The Issue: The states are all short on funds with the current condition of the economy. As a result, they are aggressively going after any business that makes sales in their state and has not been collecting sales tax. One of my friends recently found this out the hard way when state revenue agents showed up at his office and began collecting data from his computers without any warning. The end result? Writing a very big check to the Department of Revenue for unpaid sales taxes.
The Rule: A business is required to collect sales tax on sales of “tangible personal property” in any state in which they have a “physical presence.” A physical presence normally means employees or an office in the state. However, many states take the position that if you visit the state to do business, especially at a trade show or speaking event, then you have physical presence and they can require you to collect and remit sales tax on all of your sales.
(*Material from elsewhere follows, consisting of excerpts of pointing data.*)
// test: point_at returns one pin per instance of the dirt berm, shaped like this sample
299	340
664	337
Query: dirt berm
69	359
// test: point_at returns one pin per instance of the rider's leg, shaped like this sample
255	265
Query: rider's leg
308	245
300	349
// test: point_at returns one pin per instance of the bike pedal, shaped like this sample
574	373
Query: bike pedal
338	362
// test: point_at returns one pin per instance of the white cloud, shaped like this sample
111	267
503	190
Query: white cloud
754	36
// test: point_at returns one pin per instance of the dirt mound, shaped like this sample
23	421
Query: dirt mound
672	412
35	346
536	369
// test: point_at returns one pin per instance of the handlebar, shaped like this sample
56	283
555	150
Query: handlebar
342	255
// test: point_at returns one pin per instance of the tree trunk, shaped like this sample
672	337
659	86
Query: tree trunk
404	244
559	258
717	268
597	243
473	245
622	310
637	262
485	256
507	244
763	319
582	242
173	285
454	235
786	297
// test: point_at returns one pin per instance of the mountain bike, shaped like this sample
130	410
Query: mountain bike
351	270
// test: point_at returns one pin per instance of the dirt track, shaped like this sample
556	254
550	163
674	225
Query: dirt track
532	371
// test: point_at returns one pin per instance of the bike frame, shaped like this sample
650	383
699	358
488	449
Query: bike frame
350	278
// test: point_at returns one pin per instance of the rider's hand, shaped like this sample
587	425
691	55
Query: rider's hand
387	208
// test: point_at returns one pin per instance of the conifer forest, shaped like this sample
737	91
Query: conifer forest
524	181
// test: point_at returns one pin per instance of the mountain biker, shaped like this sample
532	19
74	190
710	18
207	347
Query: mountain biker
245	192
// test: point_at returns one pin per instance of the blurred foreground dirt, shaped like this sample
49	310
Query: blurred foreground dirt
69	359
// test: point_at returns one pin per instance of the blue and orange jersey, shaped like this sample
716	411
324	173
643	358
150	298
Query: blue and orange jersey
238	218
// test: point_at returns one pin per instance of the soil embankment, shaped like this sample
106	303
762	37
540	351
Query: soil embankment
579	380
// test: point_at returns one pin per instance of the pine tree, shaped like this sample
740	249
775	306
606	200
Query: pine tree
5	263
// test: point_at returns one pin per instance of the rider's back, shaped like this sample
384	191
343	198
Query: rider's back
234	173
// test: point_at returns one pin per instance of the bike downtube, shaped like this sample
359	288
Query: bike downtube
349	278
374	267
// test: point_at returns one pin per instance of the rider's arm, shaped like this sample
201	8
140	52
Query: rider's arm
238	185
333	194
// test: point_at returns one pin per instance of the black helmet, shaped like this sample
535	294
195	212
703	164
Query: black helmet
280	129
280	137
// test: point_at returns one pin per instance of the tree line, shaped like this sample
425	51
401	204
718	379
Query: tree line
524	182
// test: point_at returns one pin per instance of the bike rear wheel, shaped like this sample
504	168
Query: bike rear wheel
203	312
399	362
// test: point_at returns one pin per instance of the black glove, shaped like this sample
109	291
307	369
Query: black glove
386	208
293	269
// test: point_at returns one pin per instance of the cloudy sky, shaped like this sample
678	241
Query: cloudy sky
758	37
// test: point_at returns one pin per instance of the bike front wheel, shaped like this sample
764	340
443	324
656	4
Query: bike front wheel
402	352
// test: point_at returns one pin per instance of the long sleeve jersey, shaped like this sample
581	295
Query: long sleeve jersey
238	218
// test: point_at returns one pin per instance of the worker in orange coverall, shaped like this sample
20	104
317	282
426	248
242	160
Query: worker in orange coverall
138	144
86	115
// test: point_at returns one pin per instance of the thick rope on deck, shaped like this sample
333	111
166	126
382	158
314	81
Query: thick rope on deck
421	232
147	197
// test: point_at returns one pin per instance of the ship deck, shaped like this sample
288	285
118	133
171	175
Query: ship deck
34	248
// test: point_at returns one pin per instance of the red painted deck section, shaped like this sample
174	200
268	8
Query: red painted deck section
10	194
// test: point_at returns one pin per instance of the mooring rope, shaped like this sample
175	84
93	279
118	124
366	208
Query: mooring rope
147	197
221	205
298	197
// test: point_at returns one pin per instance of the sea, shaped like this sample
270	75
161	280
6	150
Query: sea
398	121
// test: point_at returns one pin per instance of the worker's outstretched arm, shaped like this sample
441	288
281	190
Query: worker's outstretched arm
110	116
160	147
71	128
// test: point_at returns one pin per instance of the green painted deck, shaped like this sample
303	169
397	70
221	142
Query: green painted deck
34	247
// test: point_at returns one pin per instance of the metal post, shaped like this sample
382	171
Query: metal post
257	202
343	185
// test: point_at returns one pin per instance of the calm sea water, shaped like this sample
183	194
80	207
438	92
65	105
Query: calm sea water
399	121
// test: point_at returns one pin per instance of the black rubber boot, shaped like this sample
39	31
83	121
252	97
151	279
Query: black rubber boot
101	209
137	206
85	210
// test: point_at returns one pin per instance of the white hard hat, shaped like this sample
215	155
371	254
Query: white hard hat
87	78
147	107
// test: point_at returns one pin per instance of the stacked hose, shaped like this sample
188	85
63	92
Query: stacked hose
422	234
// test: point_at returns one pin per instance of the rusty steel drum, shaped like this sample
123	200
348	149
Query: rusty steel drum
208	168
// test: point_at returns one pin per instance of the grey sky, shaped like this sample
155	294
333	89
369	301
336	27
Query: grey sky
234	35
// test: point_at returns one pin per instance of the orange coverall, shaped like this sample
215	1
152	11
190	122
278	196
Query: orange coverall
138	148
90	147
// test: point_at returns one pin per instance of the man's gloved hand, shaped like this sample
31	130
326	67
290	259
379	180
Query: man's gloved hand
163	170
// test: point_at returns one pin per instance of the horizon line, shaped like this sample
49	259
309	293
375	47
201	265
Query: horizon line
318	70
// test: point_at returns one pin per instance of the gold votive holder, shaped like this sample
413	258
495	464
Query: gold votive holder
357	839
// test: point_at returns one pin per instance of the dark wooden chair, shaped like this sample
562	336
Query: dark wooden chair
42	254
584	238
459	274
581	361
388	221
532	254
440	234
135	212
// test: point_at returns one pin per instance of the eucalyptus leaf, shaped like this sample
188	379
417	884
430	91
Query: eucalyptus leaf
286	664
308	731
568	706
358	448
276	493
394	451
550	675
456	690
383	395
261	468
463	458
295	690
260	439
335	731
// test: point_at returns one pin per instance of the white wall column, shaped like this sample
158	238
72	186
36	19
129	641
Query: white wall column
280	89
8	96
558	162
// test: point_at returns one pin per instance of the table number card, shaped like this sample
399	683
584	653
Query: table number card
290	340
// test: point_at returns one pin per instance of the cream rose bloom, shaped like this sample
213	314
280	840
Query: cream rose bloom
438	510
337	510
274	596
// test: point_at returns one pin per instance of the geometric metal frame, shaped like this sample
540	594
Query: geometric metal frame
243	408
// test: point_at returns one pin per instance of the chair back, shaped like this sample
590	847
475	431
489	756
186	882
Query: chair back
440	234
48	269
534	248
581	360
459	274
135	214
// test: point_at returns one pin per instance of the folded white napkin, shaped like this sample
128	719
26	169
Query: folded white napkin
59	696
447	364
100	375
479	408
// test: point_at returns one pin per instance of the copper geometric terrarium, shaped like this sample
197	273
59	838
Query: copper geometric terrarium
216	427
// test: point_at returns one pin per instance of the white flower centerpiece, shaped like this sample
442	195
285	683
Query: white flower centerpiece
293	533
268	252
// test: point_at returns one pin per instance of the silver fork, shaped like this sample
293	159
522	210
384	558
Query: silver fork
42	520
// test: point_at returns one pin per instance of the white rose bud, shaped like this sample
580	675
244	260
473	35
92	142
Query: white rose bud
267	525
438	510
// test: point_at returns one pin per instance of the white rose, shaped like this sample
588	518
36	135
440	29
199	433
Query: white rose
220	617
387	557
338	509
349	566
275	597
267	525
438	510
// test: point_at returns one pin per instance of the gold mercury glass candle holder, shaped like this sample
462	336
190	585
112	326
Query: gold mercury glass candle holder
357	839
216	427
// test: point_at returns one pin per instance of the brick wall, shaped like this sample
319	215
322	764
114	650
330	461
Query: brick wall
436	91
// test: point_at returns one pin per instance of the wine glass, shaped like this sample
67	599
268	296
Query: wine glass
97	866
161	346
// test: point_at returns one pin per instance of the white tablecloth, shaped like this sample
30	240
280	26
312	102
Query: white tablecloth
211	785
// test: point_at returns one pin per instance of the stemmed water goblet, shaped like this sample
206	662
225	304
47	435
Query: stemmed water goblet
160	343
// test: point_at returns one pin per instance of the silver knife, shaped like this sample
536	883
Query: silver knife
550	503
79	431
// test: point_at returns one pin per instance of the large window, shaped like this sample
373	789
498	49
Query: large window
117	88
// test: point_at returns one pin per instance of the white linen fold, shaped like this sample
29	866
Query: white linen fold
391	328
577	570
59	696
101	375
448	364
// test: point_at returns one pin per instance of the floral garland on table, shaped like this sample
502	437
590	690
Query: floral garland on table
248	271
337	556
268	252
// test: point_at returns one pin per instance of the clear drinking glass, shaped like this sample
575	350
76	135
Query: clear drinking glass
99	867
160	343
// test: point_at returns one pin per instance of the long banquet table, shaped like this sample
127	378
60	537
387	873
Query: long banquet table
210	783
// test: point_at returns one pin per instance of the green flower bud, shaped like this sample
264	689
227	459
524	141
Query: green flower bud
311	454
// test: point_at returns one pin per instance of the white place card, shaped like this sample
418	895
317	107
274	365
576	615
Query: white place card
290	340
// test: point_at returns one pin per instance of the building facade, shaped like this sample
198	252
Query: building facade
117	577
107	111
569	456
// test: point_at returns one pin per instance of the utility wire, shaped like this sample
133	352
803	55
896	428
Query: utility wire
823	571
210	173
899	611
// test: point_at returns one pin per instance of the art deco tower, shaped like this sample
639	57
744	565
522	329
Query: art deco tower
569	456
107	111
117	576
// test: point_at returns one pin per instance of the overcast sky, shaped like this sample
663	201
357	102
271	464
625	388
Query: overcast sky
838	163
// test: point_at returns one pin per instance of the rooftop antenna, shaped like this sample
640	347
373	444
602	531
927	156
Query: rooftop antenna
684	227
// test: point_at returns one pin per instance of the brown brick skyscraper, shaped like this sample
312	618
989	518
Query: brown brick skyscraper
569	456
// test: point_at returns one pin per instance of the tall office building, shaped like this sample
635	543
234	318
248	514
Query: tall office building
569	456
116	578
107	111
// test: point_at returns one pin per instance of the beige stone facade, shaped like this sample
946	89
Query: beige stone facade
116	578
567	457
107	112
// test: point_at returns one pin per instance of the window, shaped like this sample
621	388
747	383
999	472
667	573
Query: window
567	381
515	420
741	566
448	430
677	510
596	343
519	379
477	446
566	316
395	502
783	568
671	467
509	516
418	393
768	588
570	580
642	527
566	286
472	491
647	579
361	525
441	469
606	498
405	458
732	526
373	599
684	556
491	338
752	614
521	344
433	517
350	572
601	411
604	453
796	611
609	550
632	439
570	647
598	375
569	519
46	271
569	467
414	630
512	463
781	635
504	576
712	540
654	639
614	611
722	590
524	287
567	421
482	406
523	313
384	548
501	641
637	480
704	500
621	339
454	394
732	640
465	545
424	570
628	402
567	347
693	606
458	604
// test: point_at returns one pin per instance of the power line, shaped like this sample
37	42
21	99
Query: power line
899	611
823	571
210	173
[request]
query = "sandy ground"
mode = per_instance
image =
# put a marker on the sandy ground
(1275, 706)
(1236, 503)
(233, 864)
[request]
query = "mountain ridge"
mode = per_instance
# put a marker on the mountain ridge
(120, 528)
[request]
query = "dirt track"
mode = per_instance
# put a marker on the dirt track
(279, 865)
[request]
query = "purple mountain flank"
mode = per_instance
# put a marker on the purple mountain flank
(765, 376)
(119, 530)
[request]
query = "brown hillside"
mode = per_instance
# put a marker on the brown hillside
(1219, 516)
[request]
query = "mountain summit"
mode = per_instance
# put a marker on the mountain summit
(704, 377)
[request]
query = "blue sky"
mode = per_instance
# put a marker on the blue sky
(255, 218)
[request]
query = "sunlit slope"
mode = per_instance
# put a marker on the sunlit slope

Tangible personal property means, for speakers, any books, cds, or other information products whether there is a physical product (e.g., cd) or whether it’s merely a download. This means most information products other than seminars and coaching. Even seminars can be subject to tax if they come with a manual or other materials. Some states go so far as to say that even if there is no more than a handout at the seminar, the entire course is subject to sales tax. Our member who got hit with the recent audit puts on multi-speaker events and ended up paying the tax on all of the products sold at his events over the past three years by all of his speakers.
The Solution: The best solution is simply to collect and remit tax on all sales at seminars. If this is going to cause a closing ratio challenge for you, then you can separate out the charge for the materials from the charge for the seminar or coaching services and only charge tax (or pay it yourself) on the price you charge for the materials. Just be sure the price you list on your sales form for materials is reasonable.
The Rest of the Story: This is only the tip of the iceberg. Once you have a physical presence in a state (say you speak at a seminar in that state), all of your sales to customers in that state, even through the Internet, are subject to sales tax in that state. In addition, you will be subject to income tax in that state as well. The income tax rules are much broader even than sales tax and in most states don’t require a physical presence.
So beware of this major issue as a speaker and/or promoter. 7-8% of all sales straight to your bottom line literally could put you out of business. To be safe, contact a CPA who specializes in multi-state taxes and have them do a state tax review for you. A few thousand dollars of professional fees now could save you hundreds of thousands of dollars later.